Recklessness is therefore not deduced from the valet’s material failures alone: the psychological element (awareness of the probability of damage and its acceptance without a valid reason) was lacking.

In other words, a simple fault of recklessness or negligence (as was the case in the dispute that gave rise to the judgment of 13 February 2019) does not automatically qualify as inexcusable fault.

On September 25, 2019, the Court of Cassation again addressed the thorny issue of inexcusable misconduct by rejecting it in a litigation where the appeal argued, in vain, that such misconduct was deduced from the use of a vehicle that has been the subject of several interventions, therefore inadequate, according to the beneficiaries of the goods, to transport sensitive and high-value cargo.
Despite the expert’s conclusion attributing the loss to the malfunction of the refrigeration unit, the appeal failed in demonstrating the conditions of inexcusable fault that require proof of the carrier’s reckless attitude. However, in this case, the Court of Cassation noted that the driver himself noticed the anomaly of the temperature during the journey and several times contacted his employer to find a solution, so that neither the deliberate and willful fault nor the reckless attitude were characterized.

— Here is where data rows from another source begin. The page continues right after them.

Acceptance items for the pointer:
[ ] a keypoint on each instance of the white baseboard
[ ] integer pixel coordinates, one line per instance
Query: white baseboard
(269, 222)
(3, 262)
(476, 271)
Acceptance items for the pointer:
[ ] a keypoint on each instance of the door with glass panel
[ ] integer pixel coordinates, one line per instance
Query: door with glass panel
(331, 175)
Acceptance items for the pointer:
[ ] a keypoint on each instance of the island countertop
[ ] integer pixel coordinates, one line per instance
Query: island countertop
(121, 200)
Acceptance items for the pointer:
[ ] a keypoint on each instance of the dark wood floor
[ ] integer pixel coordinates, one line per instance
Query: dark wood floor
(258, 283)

“(Mais) But considering, in the first place, that Article L. 133-8 of the Commercial Code defines inexcusable fault as a deliberate fault involving the awareness of the probability of damage and its reckless acceptance without valid reason ; that the judgment holds that the transport vehicle consisted of three compartments whose temperatures were preset, without it being demonstrated that the driver had taken the initiative or been able to modify these temperatures, nor emergency ; that he adds that after noting the abnormality of temperatures in the refrigerated compartment, set at 5 degrees, containing the goods, the driver had stopped the vehicle for the first time and urgently called his employer who had instructed him to restart the refrigeration unit, and then having noted a further drop in temperatures below zero degrees, the driver had again consulted urgently his employer, who had ordered him to stop the refrigeration unit, which he also stated had done ; that the judgment further notes that the vehicle had been put into circulation for the first time on 24 September 2010, less than two years before the occurrence of the accident, that it had been the subject of a certificate of health compliance and that the interventions on the refrigerating device attested to the precaution that the carrier had taken to respect the destination of its vehicle ; that from these findings and assessments, the Court of appeal was able to infer that the carrier had not committed inexcusable misconduct … “. (Com., 25 September, 2019 appeal: 18-12265).

The solution adopted by the Court of Cassation must, in our view, be approved without reservations.

Inexcusable fault is a very restrictive legal concept that counterbalances, – through legal limitations of compensation, – the obligation of result and the presumption of liability of the carrier that the legislator imposes on it with very few cases of possible exemption (fault of the sender and force majeure).

The very rigorous criteria of inexcusable fault thus allow transport professionals to exercise their activity serenely by paying insurance premiums that they are able to assume financially because their amount (it should be remembered) is calculated by transport insurers in consideration of the financial exposure of the insured to the risk of being ordered to pay compensation to the entitled party capped at the legal limitations of compensation from the French model contracts or the limitations of the CMR Convention.

The economic balance of the system is thus respected and preserved by the Court of Cassation exercising strict control over the motivation of the judges on the merits.